C. Conclusions du comité

265. Le comité note que le présent cas porte sur deux séries d'allégations. La première a trait au fait que, suite à la décision de privatiser la Société nationale des chemins de fer japonais (JNR) en 1987, les nouvelles sociétés connues sous le nom de Japan Railway Companies, «sociétés JR», n'ont embauché que peu de membres des organisations plaignantes (KOKURO et ZENDORO) au simple motif de leur appartenance syndicale. Par ailleurs, suite au refus des sociétés JR d'embaucher ces travailleurs, ces derniers ont été redéployés dans la société de règlement JNR qui en a licencié par la suite un grand nombre en 1990. La deuxième série d'allégations concerne l'avis des organisations plaignantes selon lequel, bien que les diverses commissions locales des relations professionnelles (LLRC) et la Commission centrale des relations professionnelles (CLRC) aient reconnu l'existence de pratiques déloyales de travail et donc rendu des ordonnances de redressement afin que les sociétés JR prennent les mesures nécessaires pour corriger leurs pratiques discriminatoires, les sociétés intéressées ont cherché à contourner ces mesures en faisant appel systématiquement des ordonnances de redressement. Les organisations plaignantes en concluent que, pour toutes sortes de raisons, le système japonais tel qu'il fonctionne ne protège pas efficacement le droit d'organisation.

266. Le comité note que la discrimination alléguée à l'embauche  et les pertes d'emploi qui s'ensuivirent découlent du contexte de la privatisation de la JNR. A cet égard, le comité estime qu'il ne peut se prononcer sur les allégations concernant les programmes et les mesures de restructuration ou de rationalisation économique, que ceux-ci impliquent ou non des réductions de personnel ou des transferts d'entreprises ou des services du secteur public au secteur privé, que dans la mesure où ils ont donné lieu à des actes de discrimination ou d'ingérence antisyndicaux. [Voir Recueil de décisions et de principes du Comité de la liberté syndicale, quatrième édition, 1996, paragr. 935.] Dans le cas d'espèce, les plaignants allèguent que les 7 600 travailleurs refusés à l'embauche par les sociétés JR en avril 1987 étaient membres du KOKURO et du ZENDORO. Le comité note que le gouvernement ne réfute pas les allégations selon lesquelles 7 600 travailleurs se sont vu refuser un emploi par les sociétés JR et ont été redéployés dans le règlement JNR qui, par la suite, en avril 1990, a licencié 1 047 employés. Afin de se prononcer en toute connaissance de cause sur les motifs de ce refus d'embauche, le comité demande au gouvernement de fournir des informations supplémentaires à cet égard.

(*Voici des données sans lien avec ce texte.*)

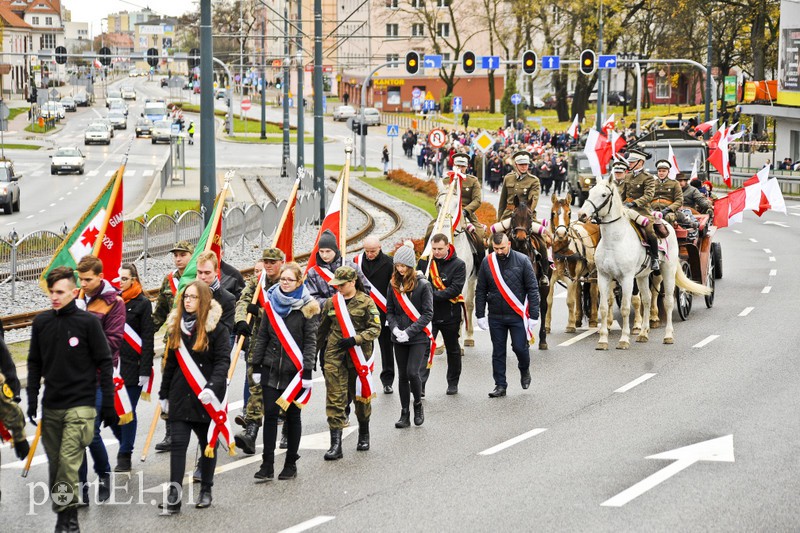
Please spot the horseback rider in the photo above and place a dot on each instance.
(637, 193)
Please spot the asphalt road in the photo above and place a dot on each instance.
(582, 450)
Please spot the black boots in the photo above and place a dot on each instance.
(335, 452)
(363, 437)
(419, 415)
(404, 421)
(246, 440)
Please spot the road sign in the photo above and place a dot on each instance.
(437, 138)
(432, 61)
(484, 141)
(551, 62)
(490, 62)
(609, 61)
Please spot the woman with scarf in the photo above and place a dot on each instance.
(282, 360)
(136, 355)
(410, 294)
(196, 331)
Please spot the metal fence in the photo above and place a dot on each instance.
(24, 258)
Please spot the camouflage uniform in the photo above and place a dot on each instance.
(340, 373)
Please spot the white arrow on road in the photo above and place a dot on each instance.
(719, 449)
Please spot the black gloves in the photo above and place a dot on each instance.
(347, 343)
(242, 328)
(22, 448)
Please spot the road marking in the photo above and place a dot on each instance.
(705, 341)
(632, 384)
(511, 442)
(308, 524)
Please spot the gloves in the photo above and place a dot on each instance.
(206, 396)
(22, 448)
(242, 328)
(347, 343)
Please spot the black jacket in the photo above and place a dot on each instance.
(422, 298)
(518, 274)
(69, 350)
(213, 363)
(139, 318)
(271, 360)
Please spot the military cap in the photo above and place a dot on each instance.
(343, 275)
(183, 246)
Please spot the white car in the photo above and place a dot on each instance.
(67, 159)
(97, 132)
(343, 112)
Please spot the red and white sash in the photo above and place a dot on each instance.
(511, 299)
(218, 410)
(364, 389)
(413, 314)
(295, 391)
(375, 294)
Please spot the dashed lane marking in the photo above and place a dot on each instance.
(511, 442)
(705, 341)
(632, 384)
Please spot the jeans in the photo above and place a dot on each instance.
(499, 328)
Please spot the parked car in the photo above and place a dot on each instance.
(67, 159)
(97, 133)
(9, 187)
(143, 126)
(343, 112)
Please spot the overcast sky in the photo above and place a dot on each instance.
(93, 11)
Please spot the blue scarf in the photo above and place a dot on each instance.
(284, 303)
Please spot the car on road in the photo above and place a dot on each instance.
(69, 103)
(144, 126)
(343, 112)
(97, 132)
(67, 159)
(9, 187)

267. Le comité regrette de constater que ces 1 047 membres du KOKURO et du ZENDORO subissent toujours les conséquences du refus d'embauche, étant donné qu'ils n'ont pas été employés depuis lors et qu'ils risquent d'être au chômage pour une nouvelle période puisque, selon les organisations plaignantes, la procédure judiciaire peut durer encore plusieurs années. A cet égard, le comité prend note de la déclaration du gouvernement selon laquelle il a pris des mesures dans le passé pour résoudre le conflit entre les sociétés JR et les travailleurs intéressés et qu'il poursuivra ses efforts pour résoudre la question des membres licenciés du KOKURO et du ZENDORO. Le comité exhorte le gouvernement à encourager activement les négociations entre les sociétés JR et les organisations plaignantes en vue de parvenir rapidement à une solution qui satisfasse les parties et qui accorde une compensation équitable aux travailleurs en cause. Le comité demande au gouvernement de le tenir informé de tout progrès réalisé à cet égard.

268. S'agissant des allégations selon lesquelles le système juridique au Japon ne protège pas le droit d'organisation, puisque les ordonnances de redressement contre les pratiques de travail déloyales rendues par les commissions des relations professionnelles peuvent être annulées par les tribunaux et que les employeurs ont systématiquement recours aux tribunaux pour retarder la mise en œuvre de ces ordonnances, le comité note que selon le gouvernement cette allégation est sans aucun fondement et que, dans tous les cas, les dispositions de la Constitution japonaise garantissent à tous un droit d'accès égal à des tribunaux indépendants. Le comité souhaite faire deux observations à cet égard.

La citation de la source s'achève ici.